Maybe risk of death by boredom
 
2012-07-03 09:22:38 AM  

scottydoesntknow: [static.tvfanatic.com image 447x332]

Maybe risk of death by boredom


my work is done here...apparently scotty does know.
 
2012-07-03 09:26:19 AM  
img2-3.timeinc.net

+

www.gurl.com

=

i2.cdn.turner.com
 
2012-07-03 09:54:26 AM  
If a zip line costs you $200 you fail on a fundamental level. A quick visit to Lowes.com says a 4" hay fork pulley is $17. Half inch maypole rope (presumably you're leaving it outdoors) is about 70¢ a foot. A tiedown rachet rated to 900 pounds costs $20.

So unless you completely fail at "how to make shiat myself" a zip line shouldn't cost more than $40 plus rope - say 50 feet for another $35 if you're building a kind of long one.

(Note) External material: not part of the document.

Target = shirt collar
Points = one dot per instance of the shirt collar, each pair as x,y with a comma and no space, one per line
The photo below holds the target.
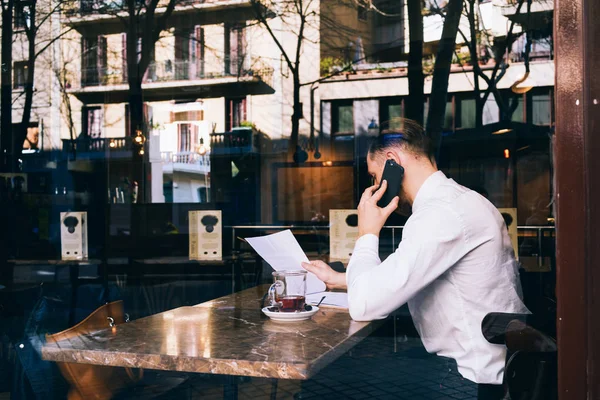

What remains is to figure out where to put it and make the angle enough that you go fast enough that it's not boring.

/I imagine a bicycle helmet is probably a good idea too...
 
2012-07-03 10:46:20 AM  
Remember kids: EVERYTHING will kill you. Just give up and stay inside. And order take out.
 
vpb [TotalFark]
2012-07-03 10:54:18 AM  

unlikely: If a zip line costs you $200 you fail on a fundamental level. A quick visit to Lowes.com says a 4" hay fork pulley is $17. Half inch maypole rope (presumably you're leaving it outdoors) is about 70¢ a foot. A tiedown rachet rated to 900 pounds costs $20.

So unless you completely fail at "how to make shiat myself" a zip line shouldn't cost more than $40 plus rope - say 50 feet for another $35 if you're building a kind of long one.

What remains is to figure out where to put it and make the angle enough that you go fast enough that it's not boring.

/I imagine a bicycle helmet is probably a good idea too...



Those are the kind that give you nekkidizing facists.
 
2012-07-03 11:26:26 AM  
The more the media talks about the potential risks of zip lines, the more popular zip lines become. "Kits are available online for as little as $200"

And believe me, marketers are totally in the dark on that. God save us when they realize the correlation.
 
2012-07-03 12:10:50 PM  

vpb: unlikely: If a zip line costs you $200 you fail on a fundamental level. A quick visit to Lowes.com says a 4" hay fork pulley is $17. Half inch maypole rope (presumably you're leaving it outdoors) is about 70¢ a foot. A tiedown rachet rated to 900 pounds costs $20.

So unless you completely fail at "how to make shiat myself" a zip line shouldn't cost more than $40 plus rope - say 50 feet for another $35 if you're building a kind of long one.

What remains is to figure out where to put it and make the angle enough that you go fast enough that it's not boring.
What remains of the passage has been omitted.